The reported facet counts for the node will be equal to exactSize and totalSize.

{
    "exactSize": 1163,
    "totalSize": 1163,
    "datasetSize": 6253,
    "facets": {
        "example": {
            "data": {
                "small": {
                    "count": 1163
                },
                "medium": {
                    "count": 4658
                },
                "large": {
                    "count": 432
                }
            }
        }
    }
}

ENGINE-977 Example server.sh and server.bat scripts changes

Release 3.13 included some improvements to the engine startup scripts that introduced the location of the discovery.properties file as a command line parameter when executing the jar. The example scripts for custom startup (server.bat and server.sh) were not changed to reflect this parameter.

The last line in both scripts has been changed from:

java -jar lib/discovery.jar

to

java -jar lib/discovery.jar discovery.properties

Compatibility Changes

ENGINE-962 Simplify checkpoint triggering mechanism

The esoteric checkpoint triggering has been replaced with a more simple mechanism.

As a reminder, the engine wakes up at checkpoint time, performs some tests and if any triggers are met then will go ahead and reate a checkpoint.

The new, more simple triggers are based on the current generation of changesets. They do not include the first changeset and checkpoints are triggered when any of the following conditions are met:

  1. there are more than 500 changesets
  2. the total compressed size of the changesets exceeds 100MB

Additionally, the conditions are now logged.

[com.t11e.discovery.item.changeset.checkpoint.DefaultCheckpointPolicy] Checkpointing is required, failed checks trigger it:
[com.t11e.discovery.item.changeset.checkpoint.DefaultCheckpointPolicy]     FAIL number of changesets is 1350, maximum is 500
[com.t11e.discovery.item.changeset.checkpoint.DefaultCheckpointPolicy]     PASS total compressed bytes is 13128757, maximum is 104857600

ENGINE-814 ENGINE-816 Migrates item storage from Derby to Lucene

The internal item storage is now based on Apache Lucene instead of Apache Derby.
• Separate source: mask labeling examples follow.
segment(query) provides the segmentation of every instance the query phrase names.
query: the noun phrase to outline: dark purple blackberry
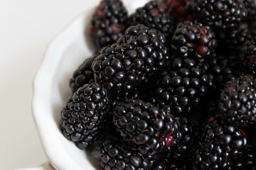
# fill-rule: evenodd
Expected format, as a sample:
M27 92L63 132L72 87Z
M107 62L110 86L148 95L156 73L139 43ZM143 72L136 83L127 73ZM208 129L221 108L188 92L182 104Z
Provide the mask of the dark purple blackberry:
M216 57L209 64L209 72L218 89L222 89L225 83L242 74L240 56L235 52L217 52Z
M186 117L181 117L177 120L177 130L174 135L174 142L164 151L169 159L181 160L188 159L188 151L196 142L198 129Z
M193 21L193 16L189 15L186 9L188 0L169 0L168 10L170 16L174 17L176 23L183 23L184 21Z
M208 26L190 21L180 23L172 38L172 48L182 58L204 62L214 57L217 40Z
M256 44L255 40L245 41L240 51L240 57L242 67L245 72L255 74Z
M237 27L247 17L242 0L190 1L186 8L196 19L215 28Z
M236 158L247 145L245 133L214 117L203 126L191 161L193 169L236 169Z
M242 76L225 84L220 96L219 113L237 125L256 123L256 79Z
M110 135L100 140L97 157L101 169L147 170L153 162L150 156L142 156L132 149L127 142Z
M108 91L131 91L168 64L163 34L142 25L129 27L92 63L96 82Z
M255 0L242 0L245 8L247 11L246 22L249 23L252 21L256 16L256 4Z
M92 16L90 33L98 47L112 45L124 33L127 11L120 0L102 0Z
M222 32L225 33L225 36L219 40L218 47L226 52L239 54L245 41L252 40L249 29L245 26L228 28Z
M118 103L113 121L121 136L145 155L170 146L177 128L176 118L142 100Z
M186 162L176 162L164 158L154 161L151 170L186 170L190 167Z
M93 53L92 56L86 59L73 74L70 88L73 93L75 93L80 87L85 84L95 82L92 64L94 58L99 55L99 52Z
M90 146L99 137L108 99L107 91L96 83L79 88L61 111L60 129L80 149Z
M193 59L174 56L171 60L169 69L159 75L146 98L160 108L169 105L176 116L193 114L215 89L213 78Z
M174 31L174 23L169 16L167 5L158 1L151 1L139 8L129 17L129 25L144 24L149 28L164 33L166 41L171 40Z

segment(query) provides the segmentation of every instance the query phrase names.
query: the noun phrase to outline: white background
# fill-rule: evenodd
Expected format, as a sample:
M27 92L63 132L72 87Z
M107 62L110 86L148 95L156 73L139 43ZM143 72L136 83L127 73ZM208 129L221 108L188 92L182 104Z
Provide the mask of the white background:
M47 45L88 3L0 0L0 169L46 162L31 109L33 79Z

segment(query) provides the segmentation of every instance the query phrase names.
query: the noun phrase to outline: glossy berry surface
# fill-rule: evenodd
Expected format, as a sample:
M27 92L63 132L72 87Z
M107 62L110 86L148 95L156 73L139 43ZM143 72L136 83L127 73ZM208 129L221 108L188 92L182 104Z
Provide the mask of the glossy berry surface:
M109 91L131 91L168 64L163 34L143 25L129 27L92 62L96 82Z
M106 118L107 91L97 84L85 84L69 98L61 111L63 135L80 149L93 144Z
M256 123L256 81L242 76L227 82L218 104L221 116L230 123L247 125Z
M113 122L126 140L137 145L143 154L151 154L171 144L176 120L171 114L142 100L117 105Z
M124 33L127 11L120 0L102 0L90 26L90 34L98 47L112 45Z

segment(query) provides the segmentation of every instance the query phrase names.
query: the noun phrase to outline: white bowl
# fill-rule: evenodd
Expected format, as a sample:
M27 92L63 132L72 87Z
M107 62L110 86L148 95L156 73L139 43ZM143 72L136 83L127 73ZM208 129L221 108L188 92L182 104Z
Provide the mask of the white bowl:
M127 0L129 13L148 0ZM49 45L33 82L32 111L38 132L50 163L58 170L98 169L90 151L79 149L60 130L60 111L71 95L68 86L73 71L95 49L88 33L94 7L100 0L85 6L85 12Z

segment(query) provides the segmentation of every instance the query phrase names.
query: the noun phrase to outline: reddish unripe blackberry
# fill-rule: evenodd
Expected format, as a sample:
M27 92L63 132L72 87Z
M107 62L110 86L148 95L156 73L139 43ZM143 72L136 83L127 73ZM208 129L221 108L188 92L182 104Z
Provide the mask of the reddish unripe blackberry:
M142 100L118 103L113 122L121 136L145 155L169 147L177 129L176 118Z
M129 25L144 24L149 28L164 33L166 42L171 40L174 31L173 18L169 16L167 5L159 1L151 1L139 8L129 17Z
M186 9L187 1L188 0L169 0L167 2L169 14L174 17L176 23L193 20L193 16Z
M108 99L96 83L79 88L61 111L60 129L80 149L90 146L100 135Z
M70 88L73 93L75 93L80 87L85 84L92 84L95 82L92 64L93 60L99 55L95 52L90 58L86 59L73 74L70 79Z
M117 135L100 139L97 158L101 169L150 169L153 163L150 156L142 156L126 141Z
M203 124L191 161L193 169L236 169L236 159L246 146L241 130L212 117Z
M208 26L187 21L178 24L172 38L172 47L183 58L204 62L214 57L217 40Z
M237 27L247 17L242 0L191 1L186 8L196 19L215 28Z
M129 27L118 42L101 50L92 62L96 82L109 91L131 91L168 64L163 34L138 25Z
M120 0L102 0L92 16L90 33L98 47L112 45L124 33L127 11Z
M188 152L197 142L198 129L186 117L178 118L177 120L177 130L174 135L173 143L164 149L164 154L168 154L170 160L180 162L184 159L189 159Z
M247 40L244 43L241 51L240 57L242 67L245 72L256 74L256 45L255 40Z
M247 75L225 84L218 108L225 121L237 125L256 123L255 87L255 78Z

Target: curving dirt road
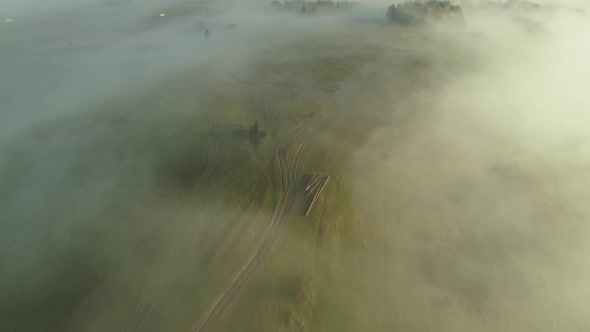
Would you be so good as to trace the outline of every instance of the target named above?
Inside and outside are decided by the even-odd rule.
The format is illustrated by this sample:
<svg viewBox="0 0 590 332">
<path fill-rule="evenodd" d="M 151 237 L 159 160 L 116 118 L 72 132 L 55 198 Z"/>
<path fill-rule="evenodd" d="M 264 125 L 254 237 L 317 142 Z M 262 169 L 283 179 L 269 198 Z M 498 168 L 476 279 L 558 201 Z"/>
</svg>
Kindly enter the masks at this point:
<svg viewBox="0 0 590 332">
<path fill-rule="evenodd" d="M 297 143 L 294 145 L 285 143 L 279 147 L 277 154 L 281 172 L 282 193 L 279 203 L 273 212 L 270 226 L 250 260 L 238 272 L 237 276 L 218 297 L 217 301 L 213 303 L 211 309 L 205 313 L 201 320 L 193 327 L 192 332 L 208 331 L 213 328 L 219 318 L 221 318 L 236 301 L 244 285 L 256 272 L 272 249 L 282 228 L 281 226 L 283 226 L 287 220 L 287 212 L 289 211 L 298 191 L 299 181 L 297 181 L 297 171 L 299 169 L 299 164 L 301 163 L 303 152 L 313 135 L 325 125 L 328 119 L 329 115 L 324 116 L 323 118 L 318 116 L 314 119 L 313 123 L 300 123 L 294 133 L 295 138 L 292 140 Z"/>
</svg>

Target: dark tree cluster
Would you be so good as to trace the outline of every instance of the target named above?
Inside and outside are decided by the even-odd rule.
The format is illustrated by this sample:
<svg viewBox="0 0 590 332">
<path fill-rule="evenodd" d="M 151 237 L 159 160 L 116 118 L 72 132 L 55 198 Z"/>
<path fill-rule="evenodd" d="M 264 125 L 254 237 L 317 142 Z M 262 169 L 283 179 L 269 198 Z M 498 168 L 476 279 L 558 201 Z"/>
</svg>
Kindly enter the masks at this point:
<svg viewBox="0 0 590 332">
<path fill-rule="evenodd" d="M 443 18 L 462 22 L 463 10 L 461 6 L 453 5 L 450 1 L 412 0 L 389 6 L 387 18 L 391 22 L 401 25 L 423 24 Z"/>
</svg>

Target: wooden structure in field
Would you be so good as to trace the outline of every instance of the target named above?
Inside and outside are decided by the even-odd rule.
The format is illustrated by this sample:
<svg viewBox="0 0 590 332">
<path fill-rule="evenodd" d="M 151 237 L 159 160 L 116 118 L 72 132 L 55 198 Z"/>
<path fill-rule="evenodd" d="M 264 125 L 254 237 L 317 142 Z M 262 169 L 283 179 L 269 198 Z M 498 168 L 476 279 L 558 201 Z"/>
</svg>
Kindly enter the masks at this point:
<svg viewBox="0 0 590 332">
<path fill-rule="evenodd" d="M 305 184 L 305 194 L 308 197 L 308 206 L 305 211 L 306 216 L 308 216 L 311 212 L 311 209 L 318 200 L 318 197 L 320 197 L 324 187 L 326 187 L 328 180 L 330 180 L 330 176 L 320 173 L 311 173 L 308 176 L 308 180 Z"/>
</svg>

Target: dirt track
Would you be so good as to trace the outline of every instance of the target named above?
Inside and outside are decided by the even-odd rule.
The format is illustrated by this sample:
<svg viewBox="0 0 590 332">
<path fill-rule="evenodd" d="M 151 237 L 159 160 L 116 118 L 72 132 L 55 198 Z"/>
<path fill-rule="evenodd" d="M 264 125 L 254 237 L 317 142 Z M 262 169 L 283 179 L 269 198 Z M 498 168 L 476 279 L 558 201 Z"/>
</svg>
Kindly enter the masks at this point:
<svg viewBox="0 0 590 332">
<path fill-rule="evenodd" d="M 241 290 L 271 251 L 282 226 L 287 221 L 288 211 L 299 189 L 298 170 L 303 152 L 314 134 L 327 123 L 329 116 L 329 114 L 316 116 L 310 122 L 300 122 L 293 133 L 294 137 L 290 140 L 292 143 L 284 143 L 279 147 L 277 157 L 280 166 L 282 192 L 279 203 L 271 217 L 270 226 L 250 260 L 238 272 L 225 291 L 219 295 L 211 309 L 193 327 L 193 332 L 209 331 L 214 328 L 215 323 L 235 303 Z"/>
</svg>

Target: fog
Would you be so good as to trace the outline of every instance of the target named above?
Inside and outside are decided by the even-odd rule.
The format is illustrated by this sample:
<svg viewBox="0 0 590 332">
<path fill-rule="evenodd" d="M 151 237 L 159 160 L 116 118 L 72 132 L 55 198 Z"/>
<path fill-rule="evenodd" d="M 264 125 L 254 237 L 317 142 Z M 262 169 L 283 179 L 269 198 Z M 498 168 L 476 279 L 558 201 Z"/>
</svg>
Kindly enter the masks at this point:
<svg viewBox="0 0 590 332">
<path fill-rule="evenodd" d="M 384 121 L 347 159 L 366 246 L 327 254 L 363 268 L 334 282 L 353 289 L 338 307 L 359 314 L 347 328 L 590 328 L 587 15 L 515 19 L 464 8 L 464 26 L 416 28 L 420 38 L 408 43 L 396 36 L 412 28 L 385 22 L 391 2 L 309 20 L 275 15 L 265 1 L 211 1 L 206 14 L 159 17 L 175 2 L 0 0 L 0 329 L 119 330 L 124 319 L 109 303 L 125 302 L 119 293 L 167 292 L 167 281 L 189 289 L 194 276 L 207 283 L 199 272 L 207 260 L 190 252 L 209 243 L 192 236 L 216 241 L 223 223 L 211 220 L 235 219 L 238 209 L 213 194 L 200 201 L 163 189 L 159 169 L 194 150 L 186 123 L 201 121 L 210 82 L 316 31 L 356 27 L 351 36 L 375 29 L 367 39 L 383 55 L 363 69 L 375 74 L 364 97 L 377 106 L 349 111 Z M 423 76 L 403 77 L 416 71 L 397 60 L 403 47 Z M 176 136 L 162 135 L 164 125 Z M 264 224 L 270 210 L 247 214 Z M 158 313 L 161 325 L 125 330 L 198 320 L 177 293 L 166 294 L 178 302 Z"/>
<path fill-rule="evenodd" d="M 530 33 L 473 12 L 451 40 L 439 27 L 434 52 L 416 53 L 442 78 L 389 100 L 388 124 L 356 153 L 362 220 L 384 221 L 367 226 L 380 226 L 383 241 L 373 255 L 382 260 L 367 269 L 391 282 L 373 283 L 372 296 L 400 330 L 590 324 L 590 60 L 581 42 L 590 22 L 564 12 L 535 19 Z"/>
</svg>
This fixes some stability issues, improves performance, and reduces disk usage.

Due to this change, the engine will recreate the db/items directory on startup. This process will happen automatic on either upgrade or downgrade.

Removed features

ENGINE-963 Changesets tab in the admin interface no longer displays applied counts

The applied counts are no longer reported in the right most column on the changesets tab of the admin interface.

An internal webservice option (/ws/changeset?meta=1) now generates more simple XML. The <applied/> elements have been replaced with a single state attribute on the parent element.

Additionally,

Was:

<changesets>
    <changeset id="0001" type="delta">
        <applied state="applied" created="10" modified="2" deleted="1" />
    </changeset>
</changesets>

Now:

<changesets>
    <changeset id="0001" type="delta" state="applied"/>
</changesets>

ENGINE-966 Changesets tab of the admin interface no longer displays total item counts

The changesets tab no longer displays the number of items in the dataset, instead look at the indices tab.

The internal webservice at /ws/itemsSummary has been removed.

ENGINE-953 Remove normalizeFullWidthChars text dimension attribute

Text dimensions no longer support the normalizeFullWidthChars option. Instead, full-width characters are always converted to their half-width equivalents as part of Unicode normalization (ENGINE-952).